[Foundation-l] Frequency of Seeing Bad Versions - now with traffic data

Thu Aug 27 16:41:29 UTC 2009

Recently, I reported on a simple study of how likely one was to
encounter recent vandalism in Wikipedia based on selecting articles at
random and using revert behavior as a proxy for recent vandalism.

http://lists.wikimedia.org/pipermail/foundation-l/2009-August/054171.html

One of the key limitations of that work was that it was looking at
articles selected at random from the pool of all existing page titles.
 That approach was of the most immediate interest to me, but it didn't
directly address the likelihood of encountering vandalism based on the
way that Wikipedia is actually used because the selection of articles
that people choose to visit is highly non-random.

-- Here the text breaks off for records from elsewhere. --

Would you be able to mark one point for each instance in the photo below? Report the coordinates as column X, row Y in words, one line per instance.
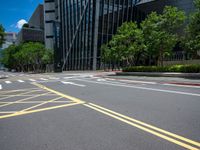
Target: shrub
column 174, row 68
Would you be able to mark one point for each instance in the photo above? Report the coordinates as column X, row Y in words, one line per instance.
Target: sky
column 14, row 13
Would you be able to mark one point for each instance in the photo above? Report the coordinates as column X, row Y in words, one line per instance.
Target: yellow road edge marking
column 21, row 100
column 149, row 126
column 144, row 129
column 40, row 104
column 35, row 102
column 8, row 112
column 37, row 110
column 26, row 95
column 21, row 90
column 10, row 96
column 58, row 93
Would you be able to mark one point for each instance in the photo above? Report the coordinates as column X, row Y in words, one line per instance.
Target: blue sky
column 12, row 11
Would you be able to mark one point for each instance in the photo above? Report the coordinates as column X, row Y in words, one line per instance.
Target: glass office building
column 82, row 26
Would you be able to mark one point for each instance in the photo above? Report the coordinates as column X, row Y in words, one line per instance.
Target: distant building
column 10, row 38
column 76, row 29
column 34, row 31
column 49, row 17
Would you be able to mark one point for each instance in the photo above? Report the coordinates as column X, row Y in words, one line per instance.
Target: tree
column 126, row 46
column 8, row 58
column 27, row 57
column 192, row 38
column 26, row 25
column 2, row 34
column 160, row 32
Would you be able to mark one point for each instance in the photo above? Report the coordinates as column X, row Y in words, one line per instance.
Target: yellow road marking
column 7, row 112
column 143, row 126
column 144, row 129
column 26, row 95
column 12, row 91
column 22, row 100
column 35, row 102
column 37, row 110
column 41, row 104
column 149, row 126
column 58, row 93
column 19, row 94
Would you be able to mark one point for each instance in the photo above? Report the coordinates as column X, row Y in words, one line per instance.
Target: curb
column 160, row 74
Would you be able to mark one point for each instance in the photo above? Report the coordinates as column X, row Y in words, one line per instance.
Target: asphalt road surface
column 91, row 111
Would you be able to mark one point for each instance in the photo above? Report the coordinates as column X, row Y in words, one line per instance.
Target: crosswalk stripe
column 54, row 78
column 32, row 80
column 8, row 82
column 43, row 79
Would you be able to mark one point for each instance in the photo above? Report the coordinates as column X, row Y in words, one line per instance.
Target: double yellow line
column 166, row 135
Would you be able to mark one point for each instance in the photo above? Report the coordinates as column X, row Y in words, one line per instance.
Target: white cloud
column 20, row 23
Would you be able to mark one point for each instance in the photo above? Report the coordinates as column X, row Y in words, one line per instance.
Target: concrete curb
column 3, row 77
column 160, row 74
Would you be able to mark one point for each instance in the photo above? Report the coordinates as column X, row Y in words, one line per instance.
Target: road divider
column 72, row 83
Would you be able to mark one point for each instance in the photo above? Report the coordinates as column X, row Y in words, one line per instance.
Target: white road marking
column 32, row 80
column 71, row 83
column 110, row 79
column 101, row 80
column 8, row 82
column 143, row 88
column 135, row 81
column 54, row 78
column 68, row 77
column 43, row 79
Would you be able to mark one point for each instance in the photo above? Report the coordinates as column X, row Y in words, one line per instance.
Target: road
column 92, row 111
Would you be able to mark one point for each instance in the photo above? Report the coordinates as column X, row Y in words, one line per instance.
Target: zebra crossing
column 47, row 78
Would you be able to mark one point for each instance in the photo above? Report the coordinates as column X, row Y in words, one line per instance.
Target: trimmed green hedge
column 174, row 68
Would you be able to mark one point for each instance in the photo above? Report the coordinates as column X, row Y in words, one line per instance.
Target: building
column 49, row 17
column 78, row 28
column 10, row 38
column 34, row 31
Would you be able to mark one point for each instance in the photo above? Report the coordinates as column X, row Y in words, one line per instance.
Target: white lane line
column 43, row 79
column 71, row 83
column 32, row 80
column 21, row 81
column 143, row 88
column 110, row 79
column 69, row 77
column 190, row 86
column 101, row 80
column 8, row 82
column 54, row 78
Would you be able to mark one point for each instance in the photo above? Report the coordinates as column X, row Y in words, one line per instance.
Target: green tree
column 126, row 46
column 27, row 57
column 160, row 32
column 8, row 58
column 192, row 39
column 2, row 33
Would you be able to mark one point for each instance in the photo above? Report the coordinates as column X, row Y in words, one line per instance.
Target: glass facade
column 86, row 24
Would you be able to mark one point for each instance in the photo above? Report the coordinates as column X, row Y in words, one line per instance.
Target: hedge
column 174, row 68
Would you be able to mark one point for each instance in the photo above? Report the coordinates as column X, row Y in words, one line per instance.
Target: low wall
column 181, row 62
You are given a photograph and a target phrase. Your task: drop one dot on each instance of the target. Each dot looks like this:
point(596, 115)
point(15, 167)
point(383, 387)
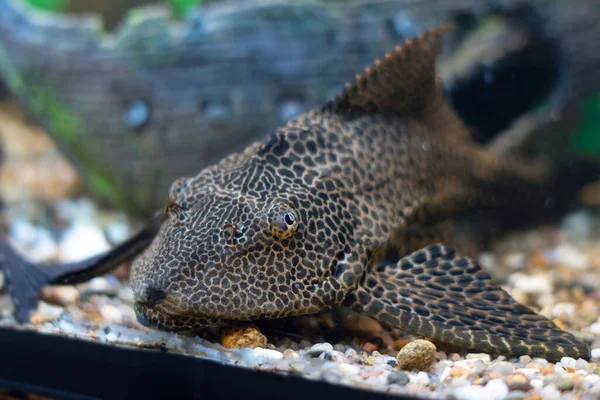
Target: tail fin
point(26, 279)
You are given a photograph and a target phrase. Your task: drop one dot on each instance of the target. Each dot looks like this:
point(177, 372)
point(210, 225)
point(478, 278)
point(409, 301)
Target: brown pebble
point(418, 354)
point(61, 295)
point(518, 382)
point(238, 337)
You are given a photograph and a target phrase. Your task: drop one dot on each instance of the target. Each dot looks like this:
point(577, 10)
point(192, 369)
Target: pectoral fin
point(436, 293)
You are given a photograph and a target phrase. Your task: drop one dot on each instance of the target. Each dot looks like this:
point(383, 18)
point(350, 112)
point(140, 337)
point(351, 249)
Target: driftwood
point(159, 99)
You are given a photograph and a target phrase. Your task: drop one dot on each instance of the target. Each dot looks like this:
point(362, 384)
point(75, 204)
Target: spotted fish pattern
point(306, 221)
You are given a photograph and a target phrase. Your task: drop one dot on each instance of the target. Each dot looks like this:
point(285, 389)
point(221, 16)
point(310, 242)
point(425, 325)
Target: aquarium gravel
point(555, 269)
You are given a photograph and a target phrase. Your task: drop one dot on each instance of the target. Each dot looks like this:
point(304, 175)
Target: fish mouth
point(154, 318)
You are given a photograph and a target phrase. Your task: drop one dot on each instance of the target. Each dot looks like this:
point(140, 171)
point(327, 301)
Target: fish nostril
point(153, 296)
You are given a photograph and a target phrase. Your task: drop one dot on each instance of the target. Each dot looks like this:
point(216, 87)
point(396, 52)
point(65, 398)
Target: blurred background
point(105, 103)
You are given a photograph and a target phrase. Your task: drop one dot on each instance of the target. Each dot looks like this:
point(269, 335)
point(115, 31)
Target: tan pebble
point(458, 371)
point(369, 347)
point(418, 354)
point(238, 337)
point(518, 382)
point(400, 343)
point(111, 314)
point(45, 313)
point(538, 259)
point(62, 295)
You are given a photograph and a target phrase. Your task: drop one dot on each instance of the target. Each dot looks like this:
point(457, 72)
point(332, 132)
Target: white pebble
point(117, 232)
point(349, 369)
point(267, 354)
point(595, 328)
point(550, 392)
point(567, 362)
point(319, 348)
point(469, 393)
point(479, 356)
point(46, 313)
point(582, 365)
point(111, 337)
point(591, 380)
point(569, 256)
point(36, 243)
point(422, 379)
point(81, 241)
point(495, 389)
point(99, 285)
point(111, 314)
point(529, 373)
point(562, 309)
point(536, 384)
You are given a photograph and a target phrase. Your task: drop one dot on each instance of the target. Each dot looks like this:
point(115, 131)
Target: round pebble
point(418, 354)
point(550, 392)
point(470, 393)
point(398, 378)
point(496, 389)
point(317, 349)
point(61, 295)
point(111, 314)
point(240, 337)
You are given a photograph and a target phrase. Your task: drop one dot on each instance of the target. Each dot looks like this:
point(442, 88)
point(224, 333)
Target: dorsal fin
point(403, 82)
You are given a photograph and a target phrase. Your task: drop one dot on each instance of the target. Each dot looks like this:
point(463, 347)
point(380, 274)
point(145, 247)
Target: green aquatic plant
point(586, 140)
point(49, 5)
point(181, 7)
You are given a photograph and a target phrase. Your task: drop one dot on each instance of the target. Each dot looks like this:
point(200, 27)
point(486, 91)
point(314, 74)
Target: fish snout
point(149, 296)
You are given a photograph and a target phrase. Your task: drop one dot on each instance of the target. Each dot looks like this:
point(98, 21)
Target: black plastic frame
point(76, 369)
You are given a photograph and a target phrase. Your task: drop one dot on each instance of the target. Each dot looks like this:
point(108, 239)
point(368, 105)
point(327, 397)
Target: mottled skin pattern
point(304, 221)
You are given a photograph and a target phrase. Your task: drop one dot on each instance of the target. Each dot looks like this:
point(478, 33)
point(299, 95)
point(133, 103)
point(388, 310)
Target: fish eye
point(283, 222)
point(172, 211)
point(289, 218)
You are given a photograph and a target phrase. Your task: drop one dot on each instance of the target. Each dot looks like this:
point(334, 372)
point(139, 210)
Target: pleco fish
point(349, 204)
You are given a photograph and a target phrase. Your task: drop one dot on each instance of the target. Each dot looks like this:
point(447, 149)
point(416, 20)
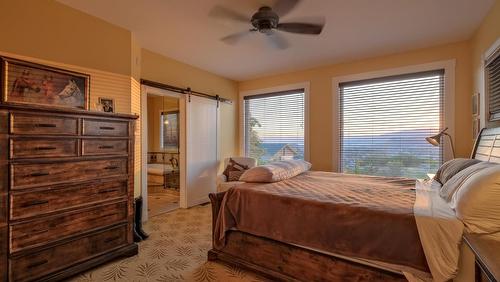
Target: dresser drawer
point(48, 229)
point(36, 265)
point(32, 175)
point(92, 127)
point(3, 254)
point(38, 124)
point(25, 204)
point(40, 147)
point(92, 147)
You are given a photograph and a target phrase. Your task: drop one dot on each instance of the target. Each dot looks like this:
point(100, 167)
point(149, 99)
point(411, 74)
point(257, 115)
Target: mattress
point(364, 217)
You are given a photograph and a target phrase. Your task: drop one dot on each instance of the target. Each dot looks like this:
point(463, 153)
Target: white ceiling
point(355, 29)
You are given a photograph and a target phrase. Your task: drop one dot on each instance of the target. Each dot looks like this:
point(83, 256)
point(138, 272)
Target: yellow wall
point(161, 69)
point(321, 107)
point(49, 30)
point(485, 36)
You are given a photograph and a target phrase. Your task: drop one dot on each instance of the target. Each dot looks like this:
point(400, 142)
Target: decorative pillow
point(477, 201)
point(235, 175)
point(233, 166)
point(276, 171)
point(452, 167)
point(450, 187)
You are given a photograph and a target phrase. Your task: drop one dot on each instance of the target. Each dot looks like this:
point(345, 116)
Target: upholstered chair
point(222, 183)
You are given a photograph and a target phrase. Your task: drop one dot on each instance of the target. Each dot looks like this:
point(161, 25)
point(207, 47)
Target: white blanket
point(440, 231)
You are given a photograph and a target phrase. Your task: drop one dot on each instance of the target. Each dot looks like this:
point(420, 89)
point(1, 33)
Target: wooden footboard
point(284, 262)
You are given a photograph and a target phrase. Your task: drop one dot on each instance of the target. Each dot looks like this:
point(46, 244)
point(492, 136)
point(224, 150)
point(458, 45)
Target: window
point(274, 126)
point(492, 74)
point(384, 122)
point(169, 130)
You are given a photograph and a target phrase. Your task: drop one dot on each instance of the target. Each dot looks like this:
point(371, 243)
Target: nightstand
point(487, 253)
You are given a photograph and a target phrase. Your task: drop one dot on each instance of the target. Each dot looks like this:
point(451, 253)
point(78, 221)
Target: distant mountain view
point(403, 153)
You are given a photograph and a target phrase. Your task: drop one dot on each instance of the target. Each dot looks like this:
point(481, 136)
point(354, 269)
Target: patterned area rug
point(175, 251)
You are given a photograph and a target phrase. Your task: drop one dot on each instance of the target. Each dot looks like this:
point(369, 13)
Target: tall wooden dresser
point(66, 191)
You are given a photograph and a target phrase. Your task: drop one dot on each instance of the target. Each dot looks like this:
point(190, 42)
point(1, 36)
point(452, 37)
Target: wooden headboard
point(487, 146)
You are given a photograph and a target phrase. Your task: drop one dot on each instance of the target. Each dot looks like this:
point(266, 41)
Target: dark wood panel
point(92, 147)
point(4, 122)
point(25, 204)
point(105, 128)
point(35, 265)
point(4, 171)
point(3, 209)
point(49, 110)
point(40, 124)
point(43, 147)
point(3, 254)
point(32, 175)
point(286, 262)
point(44, 230)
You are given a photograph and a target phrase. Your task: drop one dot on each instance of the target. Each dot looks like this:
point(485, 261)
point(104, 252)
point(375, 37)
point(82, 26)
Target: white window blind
point(384, 122)
point(274, 126)
point(492, 71)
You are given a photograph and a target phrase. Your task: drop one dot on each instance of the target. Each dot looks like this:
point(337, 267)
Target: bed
point(267, 241)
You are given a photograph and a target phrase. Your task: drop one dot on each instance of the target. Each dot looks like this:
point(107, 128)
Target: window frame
point(282, 88)
point(165, 113)
point(449, 101)
point(484, 110)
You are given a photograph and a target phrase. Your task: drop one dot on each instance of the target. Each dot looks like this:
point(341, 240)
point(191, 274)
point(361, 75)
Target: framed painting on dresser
point(34, 84)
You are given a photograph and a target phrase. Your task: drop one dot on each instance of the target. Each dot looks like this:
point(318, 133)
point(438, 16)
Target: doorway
point(184, 151)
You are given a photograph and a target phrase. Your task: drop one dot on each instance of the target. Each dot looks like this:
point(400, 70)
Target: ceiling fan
point(267, 21)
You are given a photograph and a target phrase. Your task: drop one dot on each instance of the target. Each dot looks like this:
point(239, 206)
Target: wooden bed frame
point(285, 262)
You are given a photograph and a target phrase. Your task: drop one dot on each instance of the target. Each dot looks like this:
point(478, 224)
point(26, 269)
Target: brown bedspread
point(358, 216)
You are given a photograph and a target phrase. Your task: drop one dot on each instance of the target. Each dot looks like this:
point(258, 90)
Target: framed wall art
point(107, 104)
point(34, 84)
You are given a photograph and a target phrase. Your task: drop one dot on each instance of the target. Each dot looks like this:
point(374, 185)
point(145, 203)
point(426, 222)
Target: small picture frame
point(475, 104)
point(108, 104)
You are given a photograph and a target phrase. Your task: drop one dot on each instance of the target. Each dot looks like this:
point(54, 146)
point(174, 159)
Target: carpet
point(159, 203)
point(175, 251)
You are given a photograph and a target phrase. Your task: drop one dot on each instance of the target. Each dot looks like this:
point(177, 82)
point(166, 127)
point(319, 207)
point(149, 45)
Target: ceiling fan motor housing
point(265, 20)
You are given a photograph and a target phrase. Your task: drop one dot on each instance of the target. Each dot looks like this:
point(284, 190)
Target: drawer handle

I've now redone that analysis with a crude traffic based weighting.
For traffic information I used the same data stream used by
http://stats.grok.se.  That data is recorded hourly.  For simplicity I
chose 20 hours at random from the last eight months and averaged those
together to get a rough picture of the relative prominence of pages.
I then chose a selection of 30000 articles at random with their
probability of selection proportional to the traffic they received,
and repeated the prior analysis previously described.  (Note that this
has the effect of treating the prominence of each page as a constant
over time.  In practice we know some pages rise to prominence while
other fall down, but I am assuming the average pattern is still a good
enough approximation to be useful.)

>From this sample I found 5,955,236 revert events in 38,096,653 edits.
This is an increase of 29 times in edit frequency and 58 times the
number of revert events that were found from a uniform sampling of
pages.  I suspect it surprises no one that highly trafficked pages are
edited more often and subject to more vandalism than the average page,
though it might not have been obvious that the the ratio of reverts to
normal edits is also increased over more obscure pages.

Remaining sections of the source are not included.